We must begin to monitor and evaluate our investment in girls and put in place the policies, systems and practices required to optimize our ROI. We must ensure that girls get the right kind of education and put their education to maximum use. We must remove the gender equality/equity averse bureaucratic bottlenecks in the workplace, seal up the leaky pipelines, clean up the sticky floors and uninstall the glass ceilings. We have to create systems that encourage work-life balance. We have to reorientate ourselves and raise men who are real partners and not alienated from child care and domestic work.

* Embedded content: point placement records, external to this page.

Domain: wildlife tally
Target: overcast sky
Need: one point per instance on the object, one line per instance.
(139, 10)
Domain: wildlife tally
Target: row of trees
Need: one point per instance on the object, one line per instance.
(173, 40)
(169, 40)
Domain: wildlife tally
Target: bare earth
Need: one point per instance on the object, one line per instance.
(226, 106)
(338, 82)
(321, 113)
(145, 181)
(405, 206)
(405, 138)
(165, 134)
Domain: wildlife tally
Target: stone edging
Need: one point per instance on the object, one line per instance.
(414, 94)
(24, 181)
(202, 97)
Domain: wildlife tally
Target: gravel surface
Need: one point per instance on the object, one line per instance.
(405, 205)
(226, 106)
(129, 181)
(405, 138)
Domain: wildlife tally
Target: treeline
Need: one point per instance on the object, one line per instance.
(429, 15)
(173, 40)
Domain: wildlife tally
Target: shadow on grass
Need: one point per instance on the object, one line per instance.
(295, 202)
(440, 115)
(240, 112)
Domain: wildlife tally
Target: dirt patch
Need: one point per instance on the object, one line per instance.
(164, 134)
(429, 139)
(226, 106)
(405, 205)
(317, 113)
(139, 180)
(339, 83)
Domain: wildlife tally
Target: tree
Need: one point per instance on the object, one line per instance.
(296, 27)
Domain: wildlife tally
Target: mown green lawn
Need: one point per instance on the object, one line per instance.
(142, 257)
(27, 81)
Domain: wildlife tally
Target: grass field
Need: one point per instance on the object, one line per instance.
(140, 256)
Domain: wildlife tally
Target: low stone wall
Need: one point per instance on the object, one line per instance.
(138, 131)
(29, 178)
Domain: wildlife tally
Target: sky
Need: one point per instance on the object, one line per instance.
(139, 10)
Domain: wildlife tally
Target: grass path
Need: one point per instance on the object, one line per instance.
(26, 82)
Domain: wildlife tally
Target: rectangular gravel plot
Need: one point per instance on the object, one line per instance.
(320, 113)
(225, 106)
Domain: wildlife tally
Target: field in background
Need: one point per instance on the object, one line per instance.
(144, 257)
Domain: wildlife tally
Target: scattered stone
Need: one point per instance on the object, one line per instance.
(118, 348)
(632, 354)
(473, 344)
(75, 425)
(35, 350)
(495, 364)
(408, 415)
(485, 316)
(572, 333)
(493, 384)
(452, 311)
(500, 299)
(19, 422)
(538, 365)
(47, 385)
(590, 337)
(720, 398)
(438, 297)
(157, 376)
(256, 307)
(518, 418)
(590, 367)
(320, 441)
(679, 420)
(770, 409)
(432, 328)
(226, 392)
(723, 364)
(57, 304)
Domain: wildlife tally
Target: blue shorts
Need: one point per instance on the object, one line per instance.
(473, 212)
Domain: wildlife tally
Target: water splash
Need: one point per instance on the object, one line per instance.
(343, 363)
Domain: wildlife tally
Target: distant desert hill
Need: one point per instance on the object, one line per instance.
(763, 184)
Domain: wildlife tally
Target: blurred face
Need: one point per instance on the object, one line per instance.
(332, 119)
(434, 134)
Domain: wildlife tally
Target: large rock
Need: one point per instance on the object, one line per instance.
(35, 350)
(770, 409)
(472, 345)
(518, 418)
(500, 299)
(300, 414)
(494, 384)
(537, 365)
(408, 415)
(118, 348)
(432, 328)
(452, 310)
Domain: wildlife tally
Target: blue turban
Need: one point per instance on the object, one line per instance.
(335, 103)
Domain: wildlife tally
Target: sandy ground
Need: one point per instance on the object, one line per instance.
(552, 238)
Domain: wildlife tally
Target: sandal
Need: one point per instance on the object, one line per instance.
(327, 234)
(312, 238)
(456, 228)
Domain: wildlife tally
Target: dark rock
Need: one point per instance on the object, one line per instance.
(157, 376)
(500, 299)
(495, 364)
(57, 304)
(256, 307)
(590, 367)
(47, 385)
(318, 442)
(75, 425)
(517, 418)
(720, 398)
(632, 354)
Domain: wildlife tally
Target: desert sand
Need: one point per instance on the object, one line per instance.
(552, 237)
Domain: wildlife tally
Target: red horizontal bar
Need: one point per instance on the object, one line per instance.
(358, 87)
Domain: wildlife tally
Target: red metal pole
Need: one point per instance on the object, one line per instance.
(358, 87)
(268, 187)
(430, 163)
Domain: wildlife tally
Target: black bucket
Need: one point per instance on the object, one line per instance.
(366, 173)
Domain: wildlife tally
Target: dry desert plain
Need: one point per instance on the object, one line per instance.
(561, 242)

Though the assertion “the future is female” sounds cool, “forward thinking” and has been endorsed by notable figures including Hillary Clinton, fortunately, the future is NOT female. We must remember that we are not in a battle of sexes over relevance. We are not fighting a gender war. A house divided against itself cannot stand.  Our passion for and involvement with girls must not be hijacked and used as a machinery to fuel an agenda of gender rivalry.  I have seen the future and it belongs to us all. It is therefore our duty to go an extra mile to ensure that it really does. Often times this requires us to look out for our female population but we must never get carried away and leave unattended our emerging male population. The future is neither male nor female. The future is simply fair. Let’s make it happen.

 

6 Comments

  • Michael

    Wow! I love this. So clear and succinct.
    I concur that it’s better we work towards a fair and balanced future rather than a stereotyped one.

  • Keneilwe

    Wow, what a thought provoking article. You are right, sometimes feminism sounds like it’s an ideology to promote matriarchy. But that shouldn’t be the case. The future belongs to all of us 😊

    You write so well… you have a new fan 😉

    • Deborah

      Thank you so much for reading and for your feedback Keneilwe! We must intentionally push the #BalanceForBetter ideology in all spaces of human activity. Our gender narratives must shift from being a women vs men debate to reflecting that we’re on one team pushing for better realities for ALL of us. The future indeed belongs to all of us!!